It was Always You

by CaptainKenway



Category: The Voice (US) RPF, The Voice RPF
Genre: Alternate Universe, Alternate Universe - Soulmates, M/M, Soulmates
Language: English
Status: Completed
Published: 2018-10-31
Updated: 2018-10-31
Packaged: 2019-08-11 11:35:27
Rating: Teen And Up Audiences
Warnings: No Archive Warnings Apply
Chapters: 1
Words: 3,539
Publisher: archiveofourown.org
Story URL: https://archiveofourown.org/works/16474796
Author URL: https://archiveofourown.org/users/CaptainKenway/pseuds/CaptainKenway
Summary: The world was full of constants—your soulmate's first words were written on your skin, stalking was never the answer, reality shows were the worst, and Adam would also fuck up meeting Blake Shelton.





	It was Always You

“Reality shows are where celebrities go to die. Why are you still bringing this up?”

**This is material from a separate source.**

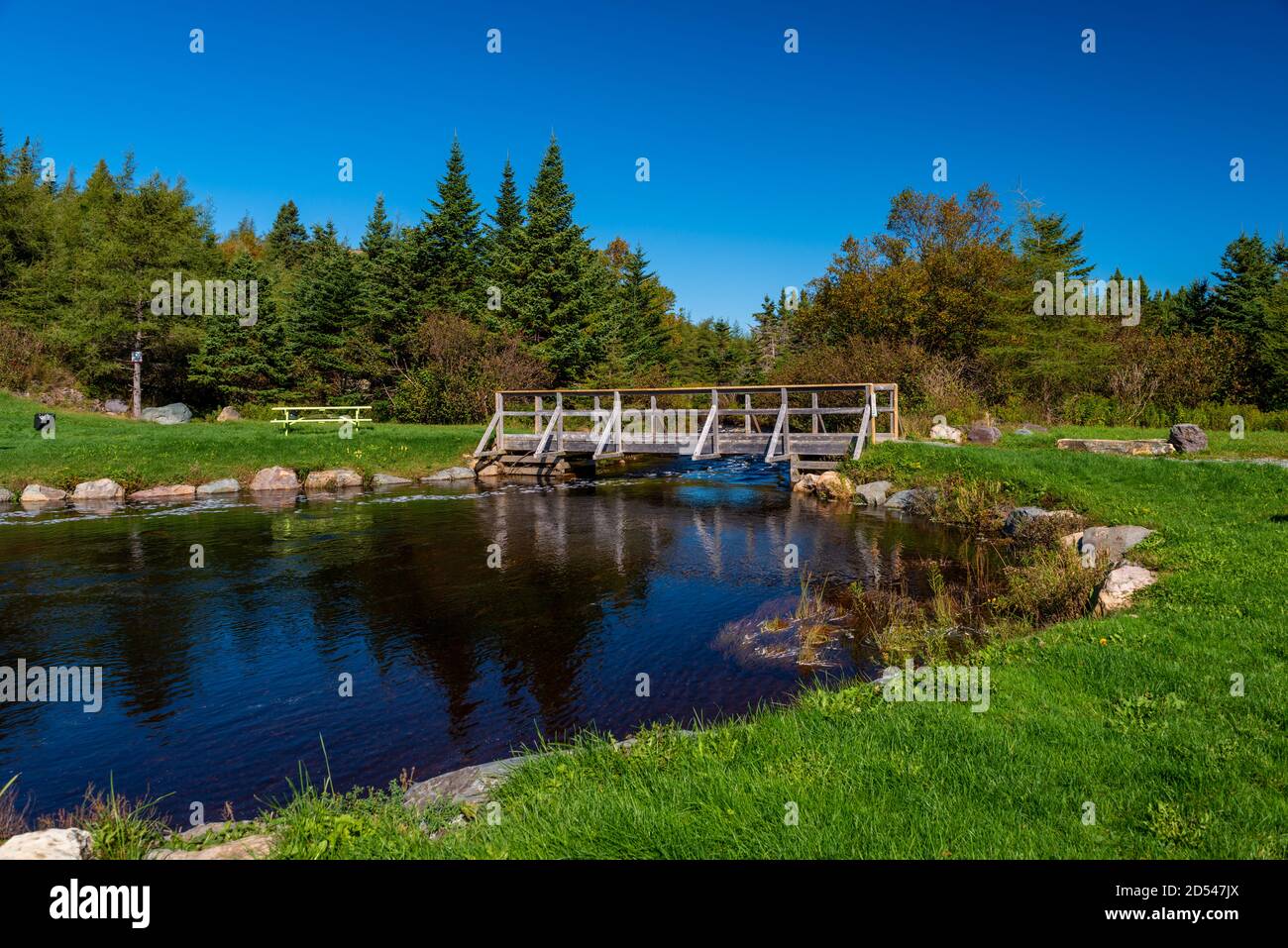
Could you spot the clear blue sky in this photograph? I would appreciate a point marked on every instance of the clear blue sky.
(761, 161)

Jordan, the Maroon 5 manager who frequently reminded Adam he wasn’t paid enough, sighed heavily. “I feel the same usually, but the NBC studio head offered this gig to you directly. It’s not bad to have a major network in your back pocket.”

“Actually, his assistant reached out directly to you who told me,” Adam said. “So it’s technically indirect.”

“This is a great opportunity to improve your image,” Jordan continued pointedly. “Plus, it’s a nice paycheck during the band’s hiatus.”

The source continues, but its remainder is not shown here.